Taşınmadaki kastın, şehirlerin idari merkezlerinin Cizre ve Yüksekova'ya alınması olduğunu belirten Kurtulmuş, "Buradaki temel gerekçe şudur, bazı şehirlerde, şehrin merkez ilçesi ve hükümetle alakalı birimlerin olduğu yerler, Şırnak, Hakkari, Bitlis gibi şehirlerin merkezleri daha sıkışıktır. Bitlis'te şehrin hemen dışında olan Tatvan daha gelişmiştir. Hakkari'de Yüksekova daha gelişmiştir, Şırnak'ta Cizre daha gelişmiştir. Buralarda yapılan havaalanları, şehrin doğal gelişim seyri, Cizre ve Yüksekovada'dır" diye konuştu.
İki ilin merkezlerinin taşınmasının epeydir konuşulan bir mesele olduğunu dile getiren Kurtulmuş, şöyle devam etti:
"Bunun son terör olaylarıyla hiçbir ilgisi yoktur. Daha önceki dönemlerde de konuşulan bir konudur. İdari merkezlerin de buralara alınmasıyla birlikte, zaten doğal olarak şehrin gelişim aksı, Yüksekova ve Cizre'ye doğru olduğu için buralarda şehrin kendi doğal gelişimini tamamlaması ve buna uygun realite ile resmi olanın da üst üste örtüştürülmesi planlanmıştır. Buradan kastedilen budur. Yoksa fiilen oradaki binaları alalım, öteki tarafa taşıyalım değildir. Bu anlamda bir idari tasarruftur. Faydalı olacağı, bunun hem Şırnak hem Hakkari için il bütününe çok önemli katkıları olacağını düşündüğümüz için bu konu konuşulmuştur. Bunun zamanlaması, ne şekilde yapılacağı Bakanlar Kurulu'nda gündeme gelerek uygulamaya geçilecektir."
- "Sadece güvenlik gerekçesiyle doğrudan doğruya bir ilgisi yoktur"
Kurtulmuş, projenin güvenlik konularıyla alakasının olmadığını vurgulayan, "Bu çok önceden beri konuşulan bir meseledir. En azından bir sene öncesinden itibaren, belki daha öncesinden konuşulan bir meseledir. Bunun son gelişmelerle, sadece güvenlik gerekçesiyle doğrudan doğruya bir ilgisi yoktur. Şehrin doğal gelişim seyrine uygun, şehrin idari yapılanmasının da sağlanmasıdır" değerlendirmesinde bulundu.

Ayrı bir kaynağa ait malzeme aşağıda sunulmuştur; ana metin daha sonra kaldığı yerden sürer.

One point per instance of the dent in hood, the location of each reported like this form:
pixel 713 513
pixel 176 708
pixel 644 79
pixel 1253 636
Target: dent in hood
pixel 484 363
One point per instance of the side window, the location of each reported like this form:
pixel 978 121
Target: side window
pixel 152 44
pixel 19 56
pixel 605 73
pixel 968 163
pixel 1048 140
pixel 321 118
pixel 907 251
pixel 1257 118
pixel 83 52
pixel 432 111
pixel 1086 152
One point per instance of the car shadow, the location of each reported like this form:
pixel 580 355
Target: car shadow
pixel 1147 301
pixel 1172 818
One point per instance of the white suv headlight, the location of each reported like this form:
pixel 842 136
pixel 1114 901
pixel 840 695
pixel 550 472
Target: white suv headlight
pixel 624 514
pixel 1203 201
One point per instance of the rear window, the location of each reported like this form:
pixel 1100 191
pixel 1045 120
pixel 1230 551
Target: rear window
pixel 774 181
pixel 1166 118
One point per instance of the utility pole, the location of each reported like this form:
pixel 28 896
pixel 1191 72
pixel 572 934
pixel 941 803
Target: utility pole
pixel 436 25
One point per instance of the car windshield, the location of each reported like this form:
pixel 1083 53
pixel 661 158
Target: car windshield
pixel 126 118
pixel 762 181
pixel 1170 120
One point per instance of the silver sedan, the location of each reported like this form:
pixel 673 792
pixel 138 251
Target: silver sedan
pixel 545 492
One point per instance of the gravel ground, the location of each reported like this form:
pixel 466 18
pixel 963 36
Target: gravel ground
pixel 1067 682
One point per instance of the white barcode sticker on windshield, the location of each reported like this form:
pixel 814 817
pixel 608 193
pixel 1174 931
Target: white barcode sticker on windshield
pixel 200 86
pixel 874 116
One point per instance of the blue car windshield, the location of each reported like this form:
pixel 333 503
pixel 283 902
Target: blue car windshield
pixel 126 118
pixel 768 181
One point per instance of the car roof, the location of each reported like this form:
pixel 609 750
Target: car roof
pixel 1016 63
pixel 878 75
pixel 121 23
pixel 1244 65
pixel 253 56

Kurtulmuş, iki şehrin merkezlerinin taşınması konusunda daha önceden bir fizibilite çalışmasının yapılıp yapılmadığı yönündeki soruyu cevaplarken, bu taşınmalar için yasal düzenleme gerektiğini söyledi. İdari merkezler Yüksekova ve Cire'de olmak şartıyla, mevcut il merkezlerinin olduğu yerlerin de ilçe şekline dönüştürülebileceğini, böylece idari yapılanmanın sağlanacağını belirten Kurtulmuş, bunun için hukuki düzenlemenin şart olduğuna işaret etti.
Yazılı medyada taşınma konusunda çıkan haberlere ilişkin bir soruya karşılık Kurtulmuş, "Bu kadar detaylı çalışmayı biz hükümet olarak henüz yapmadık. Bu tür şeylerin gündeme getirilmesi herhalde gazetecilik saiki ile ortaya konulmuş birtakım sözlerdir diye görmek lazım" ifadesini kullandı.

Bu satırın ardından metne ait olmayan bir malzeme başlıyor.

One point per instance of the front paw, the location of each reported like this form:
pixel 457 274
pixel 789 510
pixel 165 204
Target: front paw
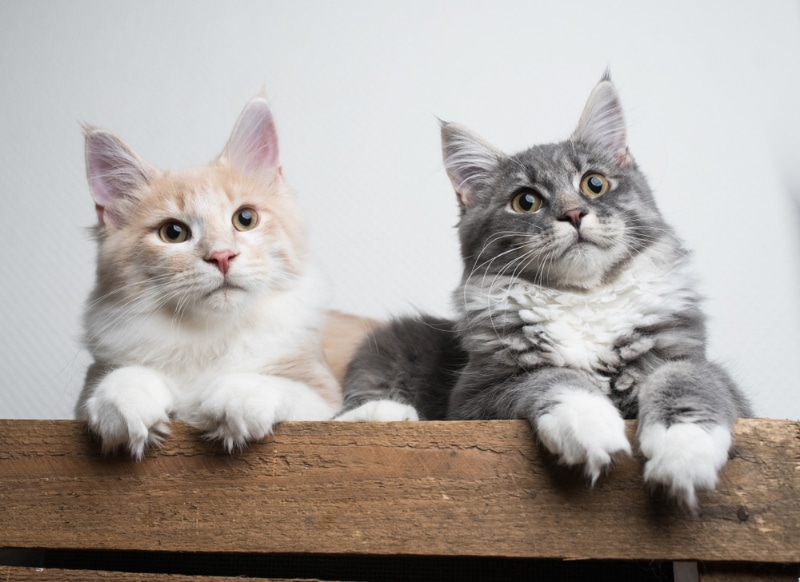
pixel 585 429
pixel 130 407
pixel 237 408
pixel 380 411
pixel 684 458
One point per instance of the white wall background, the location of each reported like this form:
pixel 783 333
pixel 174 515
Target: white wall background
pixel 711 89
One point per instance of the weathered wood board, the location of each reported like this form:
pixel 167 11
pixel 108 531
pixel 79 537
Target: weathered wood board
pixel 419 489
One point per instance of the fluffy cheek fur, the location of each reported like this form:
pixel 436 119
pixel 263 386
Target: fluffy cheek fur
pixel 571 258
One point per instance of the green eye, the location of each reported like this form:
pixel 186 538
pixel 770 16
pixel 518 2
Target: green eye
pixel 245 219
pixel 526 202
pixel 594 185
pixel 174 232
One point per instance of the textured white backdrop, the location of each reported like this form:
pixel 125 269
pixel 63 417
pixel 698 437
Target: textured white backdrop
pixel 711 92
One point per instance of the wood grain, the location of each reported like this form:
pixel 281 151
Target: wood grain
pixel 12 574
pixel 424 489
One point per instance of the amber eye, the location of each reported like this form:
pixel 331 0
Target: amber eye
pixel 526 202
pixel 174 232
pixel 245 219
pixel 594 185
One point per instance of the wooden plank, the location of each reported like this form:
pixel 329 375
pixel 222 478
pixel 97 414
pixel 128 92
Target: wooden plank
pixel 15 574
pixel 427 489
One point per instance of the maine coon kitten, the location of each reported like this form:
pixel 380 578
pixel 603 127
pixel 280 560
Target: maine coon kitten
pixel 576 309
pixel 205 308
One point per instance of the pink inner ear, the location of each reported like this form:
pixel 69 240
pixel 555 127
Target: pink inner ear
pixel 115 173
pixel 253 145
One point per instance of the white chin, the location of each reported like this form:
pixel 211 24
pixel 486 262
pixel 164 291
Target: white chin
pixel 224 299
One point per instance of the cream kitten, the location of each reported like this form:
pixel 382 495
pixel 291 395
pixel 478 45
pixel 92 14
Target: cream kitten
pixel 204 307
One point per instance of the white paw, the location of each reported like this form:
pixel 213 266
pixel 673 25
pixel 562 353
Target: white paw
pixel 380 411
pixel 130 407
pixel 684 458
pixel 584 428
pixel 237 408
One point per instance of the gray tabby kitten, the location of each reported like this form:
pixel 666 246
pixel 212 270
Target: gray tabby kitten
pixel 576 309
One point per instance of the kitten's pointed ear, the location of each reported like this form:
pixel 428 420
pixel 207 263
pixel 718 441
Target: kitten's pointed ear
pixel 602 123
pixel 253 145
pixel 469 161
pixel 115 173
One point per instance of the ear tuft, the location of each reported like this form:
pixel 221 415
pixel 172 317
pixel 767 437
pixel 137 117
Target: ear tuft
pixel 115 173
pixel 469 161
pixel 602 123
pixel 253 145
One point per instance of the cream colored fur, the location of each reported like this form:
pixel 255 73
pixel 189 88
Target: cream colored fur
pixel 232 345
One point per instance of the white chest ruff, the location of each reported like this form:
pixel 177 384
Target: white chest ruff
pixel 582 330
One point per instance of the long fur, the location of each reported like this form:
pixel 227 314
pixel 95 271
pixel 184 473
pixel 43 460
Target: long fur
pixel 573 315
pixel 232 349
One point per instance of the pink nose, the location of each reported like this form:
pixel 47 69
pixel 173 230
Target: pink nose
pixel 222 260
pixel 574 216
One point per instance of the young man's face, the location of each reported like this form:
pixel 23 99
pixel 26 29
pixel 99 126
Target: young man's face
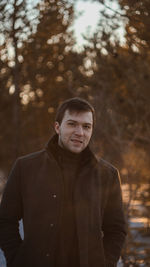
pixel 75 130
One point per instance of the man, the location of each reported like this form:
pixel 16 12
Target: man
pixel 69 201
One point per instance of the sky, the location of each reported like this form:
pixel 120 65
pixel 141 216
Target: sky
pixel 87 17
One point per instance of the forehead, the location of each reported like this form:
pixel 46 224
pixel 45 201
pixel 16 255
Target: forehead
pixel 78 116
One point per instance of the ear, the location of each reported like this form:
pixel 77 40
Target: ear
pixel 56 126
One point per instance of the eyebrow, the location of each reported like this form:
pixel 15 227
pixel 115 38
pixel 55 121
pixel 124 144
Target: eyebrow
pixel 87 123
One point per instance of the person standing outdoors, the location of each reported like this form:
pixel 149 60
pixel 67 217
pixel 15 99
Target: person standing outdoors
pixel 70 202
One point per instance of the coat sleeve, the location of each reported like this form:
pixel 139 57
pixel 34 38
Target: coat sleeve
pixel 114 224
pixel 10 214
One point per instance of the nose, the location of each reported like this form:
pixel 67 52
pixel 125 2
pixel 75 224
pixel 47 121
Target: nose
pixel 79 130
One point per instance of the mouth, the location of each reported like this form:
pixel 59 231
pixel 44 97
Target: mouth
pixel 76 141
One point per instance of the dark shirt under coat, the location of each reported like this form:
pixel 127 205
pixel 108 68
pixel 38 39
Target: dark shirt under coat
pixel 34 192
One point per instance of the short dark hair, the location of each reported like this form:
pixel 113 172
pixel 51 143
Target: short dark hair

- "Süreç içerisinde bir rehabilitasyon çalışmasına ihtiyaç var"
Taşınmanın, kimin koordinesinde olacağı konusundaki soru üzerine de Kurtulmuş, şu yanıtı verdi:
"Bölgede yapılacak olan faaliyetlerin koordinasyonuyla ilgili olarak benim başkanlığımda bir koordinasyon oluşturulacak. Dün akşam 8 bakan arkadaşımızla birlikte bu toplantıyı yaptık. Hem mevcut terörle mücadelenin sürdürülmesi hem bu mücadele sırasında sivil halkımızın uğradığı zararların bir türlü bertaraf edilmesi, bundan sonraki süreçte, nihayetinde bu arızi bir süreçtir, sürekli inşallah terör devam etmeyecek, çok kısa bir süre içerisinde terör örgütünün imkan ve kabiliyetlerinin sonlandırıldığı, böylece bu parantezin kapatıldığını inşallah hep beraber yaşayacağız. Bu süreç içerisinde bir rehabilitasyon çalışmasına ihtiyaç var. Şehirlerin rehabilite edilmesi, terörden zarar görenlerin maddi ve manevi mağduriyetlerinin ortadan kaldırılmasıyla ilgili her bakanlığın üzerine düşen birtakım sorumluluklar var. Bunların koordine edilmesi, tek elden yönetilmesiyle ilgili de bir koordinasyona ihtiyaç var. O koordinasyonda zaman zaman toplantılar yaparak bu süreci yürüteceğiz."
Başbakan Yardımcısı Kurtulmuş, şehirlerdeki olumsuz görüntülerin; hendeklerin, el yapımı patlayıcıların temizlenmesinin öncelikli hedefleri olduğuna dikkati çekerek, mağdur olan insanların sağlıklı bir şekilde yaşayacakları ortama kavuşturulmasını istediklerini söyledi. Kurtulmuş, ihtiyaç duyulan ilçelerde kentsel dönüşüm konusunda da detaylı bir çalışmanın yapılacağını kaydetti.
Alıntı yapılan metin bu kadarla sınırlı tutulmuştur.